Councillor Shelley Carroll

Find out the latest news and upcoming events in your neighborhood. Politics, news, views, and links from Ward 33 Councillor Shelley Carroll.

Thursday, September 21, 2006

Waste Stability for 20 Years

It saddens me that in a time when there is great news for Toronto, and on some levels for all of Ontario, I must get on the blog to debunk a lot of misinformation.

With the purchase of Greenlane Landfill, Toronto is now protected from disaster should the Michigan border close prematurely. We are also covered with enough disposal capacity to serve us while we complete our current environmental assessment process, being carried out by 25 appointed citizens and professionals to find the permanent solution to our residual waste. There is ample time to gain all the necessary approvals for whatever is their recommendation, and, of course, the time to build whatever is proposed by this environmental assessment team.

For those who believe we should be utilizing New and Emerging Technology to deal with our residual waste, this landfill represents the ability, at long last, to contemplate it. No city in the world currently using such technologies has ever gone down that road without it taking 10 years from the point contemplation to the first load of garbage being fed into the new system. The purchase of Greenlane means we can stop lunging from one stop gap to another, each successively more expensive, and hunker down to the work of reviewing these technologies. Our Environmental Assessment team will be finalizing all of their research on the matter in 2008 and then the long process of going to you, the community, and to determine where best to site whatever they propose will begin. In any case, such technologies produce some residual that still requires some landfill.

While all this is going on, Toronto will be safe in the knowledge of our fully-owned disposal capacity at Greenlane until the process is done and, all the while, collecting revenues from all those municipalities currently dumping in Greenlane. Given this great news, this morning I am especially sad to see my colleagues manipulating the public with selective tidbits of information while omitting other salient points.

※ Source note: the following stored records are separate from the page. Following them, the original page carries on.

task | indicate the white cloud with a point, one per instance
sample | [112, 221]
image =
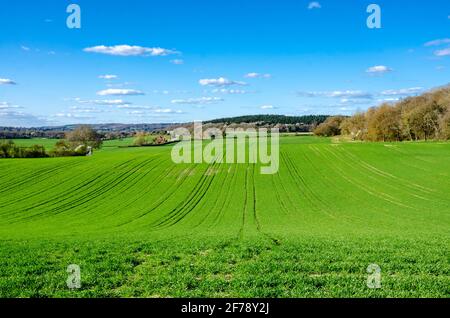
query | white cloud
[89, 110]
[7, 106]
[129, 50]
[438, 42]
[108, 76]
[402, 92]
[198, 101]
[7, 81]
[443, 52]
[153, 110]
[339, 94]
[314, 5]
[167, 111]
[119, 92]
[133, 107]
[107, 102]
[177, 62]
[378, 69]
[230, 91]
[72, 115]
[221, 81]
[257, 75]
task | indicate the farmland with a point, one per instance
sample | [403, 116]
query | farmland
[140, 226]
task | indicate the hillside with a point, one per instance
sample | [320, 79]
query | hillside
[272, 119]
[140, 226]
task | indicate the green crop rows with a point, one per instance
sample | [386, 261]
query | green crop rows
[140, 226]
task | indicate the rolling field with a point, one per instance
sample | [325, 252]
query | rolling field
[140, 226]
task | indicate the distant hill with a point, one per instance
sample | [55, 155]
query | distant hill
[272, 119]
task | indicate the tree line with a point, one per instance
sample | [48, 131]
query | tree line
[78, 142]
[424, 117]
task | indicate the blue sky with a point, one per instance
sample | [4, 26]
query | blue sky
[184, 60]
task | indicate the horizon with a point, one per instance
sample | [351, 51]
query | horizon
[170, 62]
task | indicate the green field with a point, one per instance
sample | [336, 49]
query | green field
[49, 144]
[140, 226]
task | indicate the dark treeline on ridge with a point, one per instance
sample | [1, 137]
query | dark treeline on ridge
[424, 117]
[272, 119]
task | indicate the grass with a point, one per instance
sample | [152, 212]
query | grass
[140, 226]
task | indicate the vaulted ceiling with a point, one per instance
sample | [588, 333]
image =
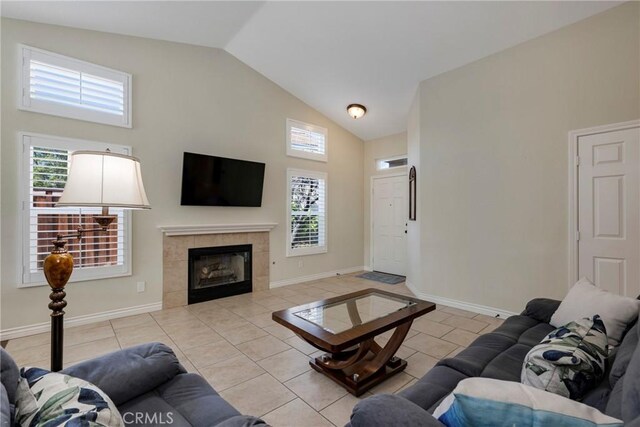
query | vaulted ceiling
[332, 53]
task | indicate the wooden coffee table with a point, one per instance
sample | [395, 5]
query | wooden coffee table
[345, 327]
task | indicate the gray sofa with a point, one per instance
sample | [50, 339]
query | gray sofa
[500, 355]
[146, 383]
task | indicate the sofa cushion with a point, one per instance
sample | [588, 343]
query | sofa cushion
[6, 408]
[52, 398]
[586, 300]
[131, 372]
[497, 354]
[631, 390]
[623, 356]
[386, 410]
[187, 398]
[570, 360]
[433, 387]
[485, 402]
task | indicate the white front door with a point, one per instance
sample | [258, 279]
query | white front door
[609, 210]
[389, 218]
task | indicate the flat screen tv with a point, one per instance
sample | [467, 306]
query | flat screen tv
[218, 181]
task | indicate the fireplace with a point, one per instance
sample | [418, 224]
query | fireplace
[218, 272]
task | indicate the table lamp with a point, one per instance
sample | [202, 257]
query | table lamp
[95, 179]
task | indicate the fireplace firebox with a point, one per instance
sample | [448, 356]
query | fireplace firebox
[219, 272]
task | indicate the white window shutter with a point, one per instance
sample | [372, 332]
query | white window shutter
[307, 232]
[306, 140]
[98, 254]
[67, 87]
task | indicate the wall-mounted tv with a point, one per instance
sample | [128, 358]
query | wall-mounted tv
[218, 181]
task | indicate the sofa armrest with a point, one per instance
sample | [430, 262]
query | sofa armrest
[131, 372]
[541, 309]
[385, 410]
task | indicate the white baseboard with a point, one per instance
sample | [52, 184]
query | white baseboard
[463, 305]
[312, 277]
[23, 331]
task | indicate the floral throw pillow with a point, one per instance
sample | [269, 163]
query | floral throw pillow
[52, 399]
[570, 360]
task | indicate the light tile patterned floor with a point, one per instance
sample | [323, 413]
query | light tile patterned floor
[257, 365]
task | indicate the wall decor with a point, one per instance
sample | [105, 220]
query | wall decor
[412, 193]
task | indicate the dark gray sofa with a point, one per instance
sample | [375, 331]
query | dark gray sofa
[147, 384]
[500, 355]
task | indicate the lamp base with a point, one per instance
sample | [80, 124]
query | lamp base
[58, 267]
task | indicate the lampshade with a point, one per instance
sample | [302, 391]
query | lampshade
[356, 110]
[104, 179]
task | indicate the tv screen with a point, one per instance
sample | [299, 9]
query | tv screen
[218, 181]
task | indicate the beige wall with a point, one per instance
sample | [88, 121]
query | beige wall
[493, 158]
[185, 98]
[376, 149]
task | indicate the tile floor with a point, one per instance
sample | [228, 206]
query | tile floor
[257, 365]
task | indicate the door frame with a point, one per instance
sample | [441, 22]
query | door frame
[574, 136]
[371, 204]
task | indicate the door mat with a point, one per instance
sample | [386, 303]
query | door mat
[389, 279]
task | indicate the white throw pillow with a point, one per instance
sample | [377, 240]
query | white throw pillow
[586, 300]
[46, 398]
[485, 402]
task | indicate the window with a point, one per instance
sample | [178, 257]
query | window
[67, 87]
[391, 163]
[306, 141]
[44, 173]
[307, 212]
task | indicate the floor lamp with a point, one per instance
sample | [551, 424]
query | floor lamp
[96, 179]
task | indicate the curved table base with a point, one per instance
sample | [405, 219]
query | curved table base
[365, 367]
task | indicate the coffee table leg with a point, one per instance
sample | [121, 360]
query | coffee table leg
[359, 372]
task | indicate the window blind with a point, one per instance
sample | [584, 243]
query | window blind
[307, 212]
[306, 140]
[48, 169]
[65, 86]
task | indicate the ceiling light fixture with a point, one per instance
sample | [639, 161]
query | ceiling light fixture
[356, 110]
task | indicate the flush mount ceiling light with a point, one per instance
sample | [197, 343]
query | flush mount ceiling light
[356, 110]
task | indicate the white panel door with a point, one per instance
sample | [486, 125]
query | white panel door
[389, 218]
[609, 210]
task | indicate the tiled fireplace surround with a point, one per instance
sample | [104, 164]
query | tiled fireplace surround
[175, 256]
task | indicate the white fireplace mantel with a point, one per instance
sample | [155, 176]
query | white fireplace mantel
[183, 230]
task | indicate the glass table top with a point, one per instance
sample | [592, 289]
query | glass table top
[343, 315]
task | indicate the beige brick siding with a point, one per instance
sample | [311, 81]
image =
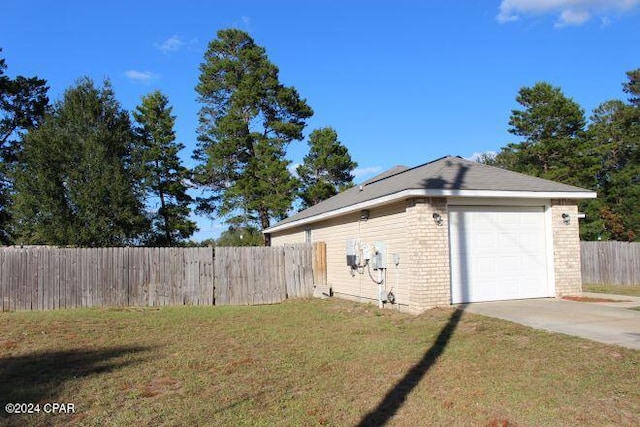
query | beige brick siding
[566, 248]
[429, 275]
[387, 224]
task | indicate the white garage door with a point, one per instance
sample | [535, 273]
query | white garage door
[497, 253]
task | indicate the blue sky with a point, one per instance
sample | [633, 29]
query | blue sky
[402, 82]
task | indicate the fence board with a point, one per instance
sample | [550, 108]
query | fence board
[613, 263]
[44, 278]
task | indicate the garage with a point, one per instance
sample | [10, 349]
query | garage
[447, 231]
[498, 253]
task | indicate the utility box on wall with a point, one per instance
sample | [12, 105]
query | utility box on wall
[352, 253]
[378, 256]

Friday afternoon was the first time a possibility came about to purchase Greenlane as a fully expanded site, with a completed environmental assessment and a full certificate of approval from the Province. Let me emphasize, before that point, such an offer was truly never before the City. Before that certificate of approval was finally awarded the current owner, the landfill expansion was the subject of 100 local public consultations. If Toronto is to be responsible to the people of Ontario, why would we bluster into town and purchase a landfill before any of that important approval process was complete? Furthermore, why would we expose ourselves to the endless legal expense of buying first and getting approvals later? We learned that lesson in Adam's mine, which was a "theory of a place to start a landfill", not a long-practicing landfill with all necessary approvals and assurances such as we find in Greenlane.

Rules of confidentiality in the Municipal Act surround land acquisition to protect the vendor more than the purchasing city. Should all the terms of the offer be placed in the public eye and then turned down, the vendor then loses the opportunity to sell to others with any control over his terms. Confidentiality is heavily enforced with any land acquisition we undertake. Some individuals who have been privy to the information in the Greenlane deal have already demonstrated why the owner of Greenlane, Bob McCaig, had every right to be adamant about the confidentiality and adamant about the speed with which staff must to present the deal to us and get an answer before any leak occurred. Quite frankly, it is being proven in the media, that there are those among us who don't care to keep secrets and don't care how much they expose the City to litigation, especially when they are in the midst of an election.

I ask my many friends and neighbours in Don Valley East to scroll back up to the earlier paragraphs in this post and be comforted that we now have a waste plan and the means to execute it. I ask the residents of Elgin County to be comforted by the buffer lands surrounding Greenlane and know that Toronto has learned some important lessons about treatment of neighbours from our Keele Valley landfill experience. We will be working with you and contributing to the good health as well as the economic growth of your communities.

As my good friend and colleague, Brian Ashton says, "If you are the mayor of a city with 3 million people and a guy walks up and offers you a gold mine or a lndfill site, take the landfill!"